Shostakovich and Strings
ASU Symphony Orchestra
Jeffery Meyer, conductor
Yuhui Li, piano, 2018 concerto competition winner
4 p.m. Jan. 27, Scottsdale Center for the Arts
7:30 p.m. Jan. 29, Tempe Center for the Arts
The ASU Symphony Orchestra presents a dramatic program of Eastern European works influenced by the events of World War II. Core repertoire works, Shostakovich' Piano Concerto No. 2 and Bartok's "Divertimento" are performed in dialogue with the avant-garde “Threnody to the Victims of Hiroshima” by Penderecki and the masterpiece of neoclassicism Concerto for String Orchestra by pioneering female composer Grażyna Bacewicz.
Graduate recital
ASU Chamber Orchestra
Michelle Di Russo, Yun Song Tay, Francisco Hernández, conductors
7:30 p.m.
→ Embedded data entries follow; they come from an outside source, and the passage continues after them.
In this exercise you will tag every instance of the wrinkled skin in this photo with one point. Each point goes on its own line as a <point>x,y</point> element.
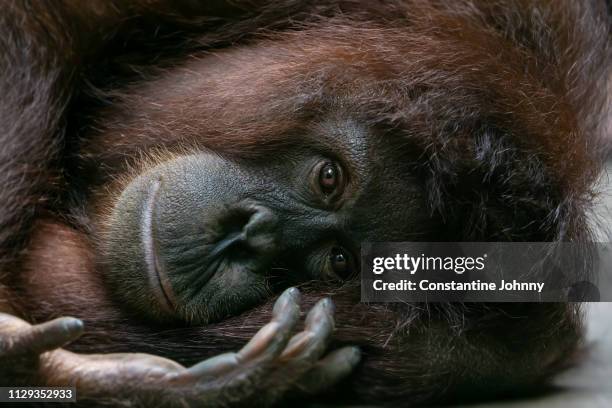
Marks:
<point>167,175</point>
<point>273,363</point>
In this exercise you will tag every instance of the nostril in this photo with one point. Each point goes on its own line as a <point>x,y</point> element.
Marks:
<point>262,221</point>
<point>260,232</point>
<point>251,227</point>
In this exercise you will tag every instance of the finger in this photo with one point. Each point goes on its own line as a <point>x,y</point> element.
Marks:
<point>271,339</point>
<point>330,370</point>
<point>310,344</point>
<point>267,343</point>
<point>47,336</point>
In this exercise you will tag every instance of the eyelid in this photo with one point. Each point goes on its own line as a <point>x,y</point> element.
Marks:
<point>334,198</point>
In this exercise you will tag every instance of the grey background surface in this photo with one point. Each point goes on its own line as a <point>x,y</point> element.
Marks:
<point>589,384</point>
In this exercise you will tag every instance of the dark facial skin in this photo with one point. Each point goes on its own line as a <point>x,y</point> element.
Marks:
<point>200,237</point>
<point>284,134</point>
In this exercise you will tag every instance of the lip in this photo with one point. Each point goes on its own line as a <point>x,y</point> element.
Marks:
<point>158,280</point>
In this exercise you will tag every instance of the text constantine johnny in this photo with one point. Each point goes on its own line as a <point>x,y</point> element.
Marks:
<point>426,285</point>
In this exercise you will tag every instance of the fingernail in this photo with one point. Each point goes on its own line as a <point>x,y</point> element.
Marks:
<point>72,324</point>
<point>293,292</point>
<point>355,355</point>
<point>328,305</point>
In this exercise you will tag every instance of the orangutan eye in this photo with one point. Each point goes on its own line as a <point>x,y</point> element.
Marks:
<point>329,179</point>
<point>339,261</point>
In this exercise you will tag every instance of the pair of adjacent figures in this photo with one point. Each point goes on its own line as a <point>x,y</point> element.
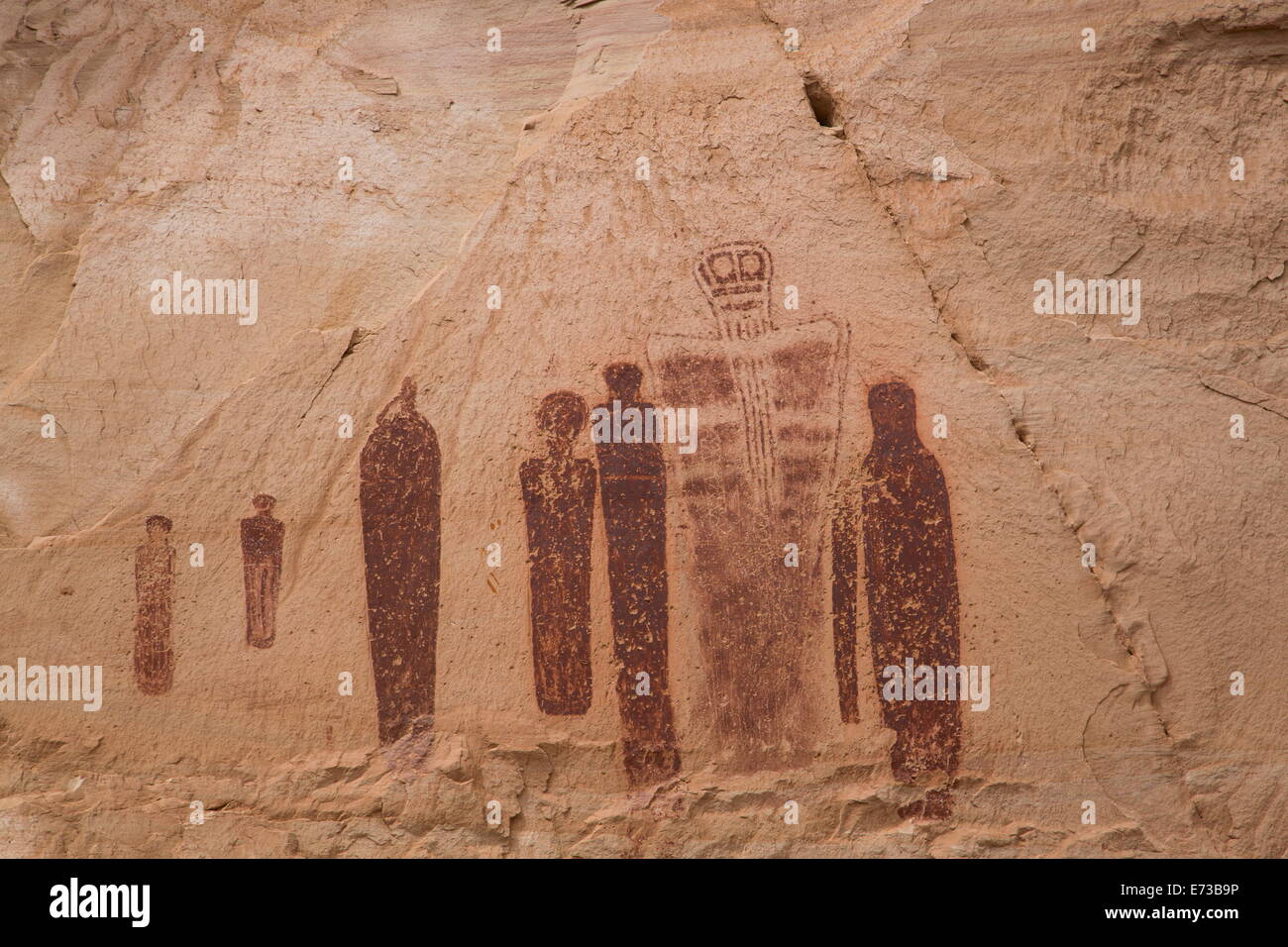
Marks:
<point>399,496</point>
<point>154,587</point>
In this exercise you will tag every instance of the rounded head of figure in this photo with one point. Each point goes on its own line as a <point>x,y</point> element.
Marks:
<point>623,380</point>
<point>894,411</point>
<point>562,415</point>
<point>407,393</point>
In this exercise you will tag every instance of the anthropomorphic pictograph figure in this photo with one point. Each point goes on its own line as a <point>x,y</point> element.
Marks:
<point>632,489</point>
<point>768,399</point>
<point>262,569</point>
<point>399,497</point>
<point>559,504</point>
<point>154,589</point>
<point>911,578</point>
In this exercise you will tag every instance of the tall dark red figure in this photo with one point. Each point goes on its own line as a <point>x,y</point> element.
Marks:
<point>559,502</point>
<point>262,570</point>
<point>913,605</point>
<point>400,512</point>
<point>632,489</point>
<point>154,589</point>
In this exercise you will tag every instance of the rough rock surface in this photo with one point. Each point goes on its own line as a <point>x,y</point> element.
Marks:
<point>520,169</point>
Feb. 10, Katzin Concert Hall
Three assistant conductors from the studio of Jeffery Meyer present an enticing and eclectic chamber orchestra program of works by Webern, Dvorak and Mihaud.
Brahms Symphony No. 2
ASU Chamber Orchestra
Jeffery Meyer, conductor
Robert Spring, clarinet
7:30 p.m. Feb. 28, ASU Gammage
The world premiere of Rodney Rogers’ Clarinet Concerto will be performed by the ASU Symphony Orchestra and Robert Spring, professor of clarinet. In addition to featuring these two world-renowned ASU faculty members, this must-see concert opens with Beethoven’s heroic Leonora Overture No. 3 and concludes with Brahms’ radiant Second Symphony.
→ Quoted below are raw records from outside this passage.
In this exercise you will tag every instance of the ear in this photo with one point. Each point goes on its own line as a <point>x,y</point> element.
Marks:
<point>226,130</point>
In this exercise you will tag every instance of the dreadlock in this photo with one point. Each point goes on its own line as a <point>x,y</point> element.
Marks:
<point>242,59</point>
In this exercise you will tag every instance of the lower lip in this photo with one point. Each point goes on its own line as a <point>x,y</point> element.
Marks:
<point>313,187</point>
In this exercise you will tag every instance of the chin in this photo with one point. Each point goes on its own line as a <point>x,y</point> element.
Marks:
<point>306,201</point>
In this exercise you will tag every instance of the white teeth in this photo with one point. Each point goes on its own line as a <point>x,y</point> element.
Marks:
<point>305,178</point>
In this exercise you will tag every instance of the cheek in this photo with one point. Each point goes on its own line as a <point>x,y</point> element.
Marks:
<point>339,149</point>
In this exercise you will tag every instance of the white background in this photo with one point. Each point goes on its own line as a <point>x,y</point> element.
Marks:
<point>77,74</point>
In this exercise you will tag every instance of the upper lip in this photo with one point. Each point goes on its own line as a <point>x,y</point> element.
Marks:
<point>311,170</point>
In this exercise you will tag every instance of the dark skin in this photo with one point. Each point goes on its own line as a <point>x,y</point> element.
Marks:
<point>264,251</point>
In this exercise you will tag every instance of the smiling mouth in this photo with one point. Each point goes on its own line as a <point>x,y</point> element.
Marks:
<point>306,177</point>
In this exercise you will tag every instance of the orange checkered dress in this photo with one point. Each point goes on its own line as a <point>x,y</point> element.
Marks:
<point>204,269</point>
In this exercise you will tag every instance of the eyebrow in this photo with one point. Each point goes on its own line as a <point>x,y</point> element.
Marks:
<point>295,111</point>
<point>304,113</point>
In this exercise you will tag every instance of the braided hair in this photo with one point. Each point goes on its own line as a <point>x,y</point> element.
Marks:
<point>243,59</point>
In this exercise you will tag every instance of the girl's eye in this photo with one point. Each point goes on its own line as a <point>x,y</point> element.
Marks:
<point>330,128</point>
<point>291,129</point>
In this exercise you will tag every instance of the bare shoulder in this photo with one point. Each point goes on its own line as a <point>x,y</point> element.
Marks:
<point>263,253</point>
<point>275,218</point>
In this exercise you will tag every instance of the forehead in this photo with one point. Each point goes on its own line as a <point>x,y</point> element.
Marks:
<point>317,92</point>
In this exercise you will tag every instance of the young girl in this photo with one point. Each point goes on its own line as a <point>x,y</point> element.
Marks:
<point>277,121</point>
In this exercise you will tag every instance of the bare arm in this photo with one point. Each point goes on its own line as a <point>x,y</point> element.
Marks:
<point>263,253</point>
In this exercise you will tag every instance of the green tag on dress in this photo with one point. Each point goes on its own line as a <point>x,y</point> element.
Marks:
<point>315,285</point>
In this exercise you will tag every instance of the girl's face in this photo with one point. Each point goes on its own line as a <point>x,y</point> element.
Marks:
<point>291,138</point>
Mussorgsky 'Pictures at an Exhibition' and Projeto Arcomusical
ASU Symphony Orchestra
Jeffery Meyer, conductor
Projeto Arcomusical, berimbau ensemble
7:30 p.m. March 31, Tempe Center for the Arts
The ASU Symphony Orchestra welcomes Projeto Arcomusical, a world-music sextet that reimagines the Afro-Brazilian musical bow, the berimbau. The group will premiere Elliott Cole’s new concerto written for the ensemble and the ASU Symphony Orchestra, “Berimbau Concerto,” as well as an opening new work by one of the group’s own members, Alexis C. Lamb. Mussorgsky’s blazing masterwork “Pictures at an Exhibition” brings the program to a close.
Young Persons' Concert
ASU Symphony Orchestra
Michelle Di Russo, Yun Song Tay, Francisco Hernández, conductors
10:30 a.m. March 27, ASU Gammage
ASU’s three orchestral assistant conductors lead an educational and entertaining program for high school and middle school students featuring the music of Mussorgsky and Wagner.
Stravinsky and Wagner
ASU Symphony Orchestra
Jeffery Meyer, conductor
Gordon Hawkins, baritone
Stephanie Weiss, mezzo-soprano
7:30 p.m. April 18, Tempe Center for the Arts
The 2018-19 season closes with “Petrushka,” Stravinsky’s second masterpiece written for Diaghilev’s Ballets Russes, depicting the deadly love triangle between puppets who suddenly come to life. The first half presents some of Wagner’s most inspired music from his greatest operas featuring ASU School of Music faculty Gordon Hawkins and Stephanie Weiss.